Utility and Misc

South Korea: Panel blames electric shock, poor management system for ESS fires

SEOUL (The Korea Herald/ANN) – Industry Ministry to toughen safety measures to prevent casualties, damage.

Ending a five-month-long probe into energy storage systems that caught fire, the South Korean government blamed defects in devices, poor management and systems, without holding battery manufacturers accountable for the fires.
On Tuesday, a private-public joint committee, formed in January to look into the series of fires, announced the results of the probe, saying multiple factors played a role in the 23 fires that occurred over the past year.


It highlighted four factors: a lack of battery protective systems for electrical shocks; insufficient management of the operation environment; inattention to installation; and a lack of ESS integrated control and protection systems.
For battery cells, which Samsung SDI and LG Chem produce, manufacturing defects were found but no fire occurred during verification tests in which the defects were applied. 
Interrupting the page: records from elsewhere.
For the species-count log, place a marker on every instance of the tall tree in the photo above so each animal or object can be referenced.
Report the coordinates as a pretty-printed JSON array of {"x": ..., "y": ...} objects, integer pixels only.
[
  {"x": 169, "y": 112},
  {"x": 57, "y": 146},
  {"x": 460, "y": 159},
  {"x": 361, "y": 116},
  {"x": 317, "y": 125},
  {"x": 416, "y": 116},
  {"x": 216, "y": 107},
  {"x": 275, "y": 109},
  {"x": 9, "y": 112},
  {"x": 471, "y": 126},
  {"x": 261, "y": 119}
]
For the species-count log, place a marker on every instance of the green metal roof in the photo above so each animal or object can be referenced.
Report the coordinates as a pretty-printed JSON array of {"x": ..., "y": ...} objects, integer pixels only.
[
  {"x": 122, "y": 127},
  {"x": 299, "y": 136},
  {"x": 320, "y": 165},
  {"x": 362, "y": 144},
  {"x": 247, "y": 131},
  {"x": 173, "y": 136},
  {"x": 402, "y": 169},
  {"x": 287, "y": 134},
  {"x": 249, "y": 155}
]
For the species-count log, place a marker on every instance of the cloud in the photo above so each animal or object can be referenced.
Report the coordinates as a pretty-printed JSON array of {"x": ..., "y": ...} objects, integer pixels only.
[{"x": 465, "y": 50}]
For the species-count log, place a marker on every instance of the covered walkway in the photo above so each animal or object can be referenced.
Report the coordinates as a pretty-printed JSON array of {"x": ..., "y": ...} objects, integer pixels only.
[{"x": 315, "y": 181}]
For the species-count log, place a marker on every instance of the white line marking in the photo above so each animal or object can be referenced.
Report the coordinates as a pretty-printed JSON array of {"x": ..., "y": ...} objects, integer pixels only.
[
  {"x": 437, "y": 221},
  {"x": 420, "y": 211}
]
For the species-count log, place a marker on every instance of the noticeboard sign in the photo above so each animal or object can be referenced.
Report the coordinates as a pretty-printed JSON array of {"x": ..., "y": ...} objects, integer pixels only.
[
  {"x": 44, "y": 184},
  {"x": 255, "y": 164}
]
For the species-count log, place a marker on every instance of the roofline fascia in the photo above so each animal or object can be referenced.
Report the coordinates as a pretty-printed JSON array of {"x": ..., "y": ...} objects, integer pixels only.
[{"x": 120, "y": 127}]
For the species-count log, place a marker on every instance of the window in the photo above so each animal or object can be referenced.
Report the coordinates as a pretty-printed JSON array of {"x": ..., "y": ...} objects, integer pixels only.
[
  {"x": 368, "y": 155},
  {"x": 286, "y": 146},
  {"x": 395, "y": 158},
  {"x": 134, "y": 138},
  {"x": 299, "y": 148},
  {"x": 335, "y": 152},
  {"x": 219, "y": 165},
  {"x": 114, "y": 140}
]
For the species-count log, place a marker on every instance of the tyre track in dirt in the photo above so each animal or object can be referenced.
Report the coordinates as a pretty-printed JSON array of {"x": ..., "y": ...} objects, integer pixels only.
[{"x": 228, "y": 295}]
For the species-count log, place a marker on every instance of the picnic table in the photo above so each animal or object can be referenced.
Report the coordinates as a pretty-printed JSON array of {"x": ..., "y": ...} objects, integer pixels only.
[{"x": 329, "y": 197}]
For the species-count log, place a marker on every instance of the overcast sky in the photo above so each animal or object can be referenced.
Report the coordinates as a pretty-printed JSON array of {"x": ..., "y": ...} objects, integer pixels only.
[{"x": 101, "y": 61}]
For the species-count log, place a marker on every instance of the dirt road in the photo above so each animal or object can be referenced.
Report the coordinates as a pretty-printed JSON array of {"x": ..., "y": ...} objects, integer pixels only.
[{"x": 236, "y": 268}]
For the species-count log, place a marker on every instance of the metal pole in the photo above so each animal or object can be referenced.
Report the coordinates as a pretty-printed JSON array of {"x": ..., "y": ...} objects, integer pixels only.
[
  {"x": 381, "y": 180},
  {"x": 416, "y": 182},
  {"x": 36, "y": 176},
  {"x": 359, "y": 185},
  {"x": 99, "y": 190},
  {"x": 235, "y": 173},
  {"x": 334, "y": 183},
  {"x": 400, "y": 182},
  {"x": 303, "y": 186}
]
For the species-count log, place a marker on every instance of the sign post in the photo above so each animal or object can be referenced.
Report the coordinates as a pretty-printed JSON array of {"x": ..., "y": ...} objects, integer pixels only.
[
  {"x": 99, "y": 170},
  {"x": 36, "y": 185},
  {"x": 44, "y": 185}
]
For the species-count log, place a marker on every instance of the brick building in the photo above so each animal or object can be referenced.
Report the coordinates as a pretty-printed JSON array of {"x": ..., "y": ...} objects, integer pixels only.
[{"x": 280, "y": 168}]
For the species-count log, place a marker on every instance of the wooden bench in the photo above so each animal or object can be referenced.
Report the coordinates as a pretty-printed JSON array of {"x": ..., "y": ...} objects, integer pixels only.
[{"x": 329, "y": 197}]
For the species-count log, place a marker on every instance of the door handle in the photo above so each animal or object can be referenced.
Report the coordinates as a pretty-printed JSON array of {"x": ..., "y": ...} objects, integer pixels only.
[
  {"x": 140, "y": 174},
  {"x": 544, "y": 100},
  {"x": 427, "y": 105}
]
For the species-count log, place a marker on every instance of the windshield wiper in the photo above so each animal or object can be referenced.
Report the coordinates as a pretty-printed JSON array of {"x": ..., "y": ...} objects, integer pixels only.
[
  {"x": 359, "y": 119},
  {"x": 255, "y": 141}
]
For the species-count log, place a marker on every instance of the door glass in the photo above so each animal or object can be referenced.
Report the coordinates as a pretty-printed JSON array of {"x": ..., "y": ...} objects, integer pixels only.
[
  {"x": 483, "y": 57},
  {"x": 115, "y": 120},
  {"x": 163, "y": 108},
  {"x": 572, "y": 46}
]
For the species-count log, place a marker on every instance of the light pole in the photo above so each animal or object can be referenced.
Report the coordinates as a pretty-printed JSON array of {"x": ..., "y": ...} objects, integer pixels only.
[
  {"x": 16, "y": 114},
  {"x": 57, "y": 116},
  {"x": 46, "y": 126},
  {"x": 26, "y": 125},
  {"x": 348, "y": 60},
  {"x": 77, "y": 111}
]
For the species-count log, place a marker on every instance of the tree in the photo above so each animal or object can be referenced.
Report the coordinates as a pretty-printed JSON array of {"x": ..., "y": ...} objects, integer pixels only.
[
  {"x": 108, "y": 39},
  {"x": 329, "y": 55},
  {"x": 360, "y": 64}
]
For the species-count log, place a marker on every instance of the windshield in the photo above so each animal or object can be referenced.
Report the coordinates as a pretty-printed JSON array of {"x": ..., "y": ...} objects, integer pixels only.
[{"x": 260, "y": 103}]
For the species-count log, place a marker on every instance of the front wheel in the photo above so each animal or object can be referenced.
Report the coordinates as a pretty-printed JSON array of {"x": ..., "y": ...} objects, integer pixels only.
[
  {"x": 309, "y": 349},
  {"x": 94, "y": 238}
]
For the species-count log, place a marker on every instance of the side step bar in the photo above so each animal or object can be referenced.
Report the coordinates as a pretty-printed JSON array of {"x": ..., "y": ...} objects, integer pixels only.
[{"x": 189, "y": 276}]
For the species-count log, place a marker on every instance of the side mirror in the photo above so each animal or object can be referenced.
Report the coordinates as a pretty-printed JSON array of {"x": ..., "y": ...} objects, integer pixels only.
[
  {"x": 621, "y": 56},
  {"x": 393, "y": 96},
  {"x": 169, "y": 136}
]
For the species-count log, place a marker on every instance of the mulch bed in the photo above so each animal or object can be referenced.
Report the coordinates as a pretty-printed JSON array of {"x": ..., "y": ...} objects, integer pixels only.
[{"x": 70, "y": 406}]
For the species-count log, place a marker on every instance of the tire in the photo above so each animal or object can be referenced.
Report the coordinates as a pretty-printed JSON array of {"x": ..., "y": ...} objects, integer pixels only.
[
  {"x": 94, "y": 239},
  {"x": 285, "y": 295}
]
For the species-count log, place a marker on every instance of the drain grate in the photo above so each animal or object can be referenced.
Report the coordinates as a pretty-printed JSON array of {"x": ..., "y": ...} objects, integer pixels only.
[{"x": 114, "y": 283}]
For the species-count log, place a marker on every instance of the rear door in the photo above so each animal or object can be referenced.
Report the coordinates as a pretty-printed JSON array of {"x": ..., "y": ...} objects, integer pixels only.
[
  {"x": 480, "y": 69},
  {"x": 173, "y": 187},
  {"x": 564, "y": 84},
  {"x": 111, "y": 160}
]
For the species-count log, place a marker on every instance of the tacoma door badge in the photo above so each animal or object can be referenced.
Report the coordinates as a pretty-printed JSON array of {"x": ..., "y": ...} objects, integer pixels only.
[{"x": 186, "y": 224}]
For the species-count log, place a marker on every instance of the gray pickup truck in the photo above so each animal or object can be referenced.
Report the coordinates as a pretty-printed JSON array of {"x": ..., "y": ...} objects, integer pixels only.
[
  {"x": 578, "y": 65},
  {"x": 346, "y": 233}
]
Asked who should be responsible for the fires, Park Jung-wook, the chief of the Industry Ministry’s product safety policy division, said during a press briefing, “Battery makers (Samsung SDI and LG chem) should take overall responsibility even though they do not make all of the components (of ESSs).”


The government will not, however, hold any individual company accountable because they did not violate any laws or rules due to the absence of related laws and rules in the nation.


“For the violation of clauses of each firm, companies themselves can address the issues in court,” he said.


The ministry will not force them to recall products because recalls only apply to consumer goods. The companies, however, are now recalling defective products from a business perspective, the ministry said.


But the companies will not get away with further fire incidents, which may cause casualties or damage.


The government has announced a number of measures to toughen safety management throughout the entire process, from manufacturing and installing to operating energy storage systems. Specialized safety standards will also be enacted in September.


The safety measures include the revision of ESS installation standards to limit the capacity to a total of 600 per kilowatt hour to prevent overloads. When the storage systems are installed outdoors, they should be installed at separate and exclusive buildings.


As for the companies, which have halted operations of the facilities at the government’s request in January, the ministry will make up for losses by giving discounts for power prices. So far, the operation of 522 ESS facilities have been suspended, around 35 percent of the total 1,490 ESS facilities in Korea. 


An energy storage system stores electric energy and utilizes it for later consumption. This fits the government’s push toward eco-friendly energy policies, as it can supply energy when solar and wind power cannot generate energy, such as at night or when there is insufficient wind.


Korean ESS producers have grown to dominate the global market with around 80 percent share in the global market. The global ESS market is expected to grow from $2.6 billion in 2018 to $5.5 billion by 2021, according to US research firm Navigant Research.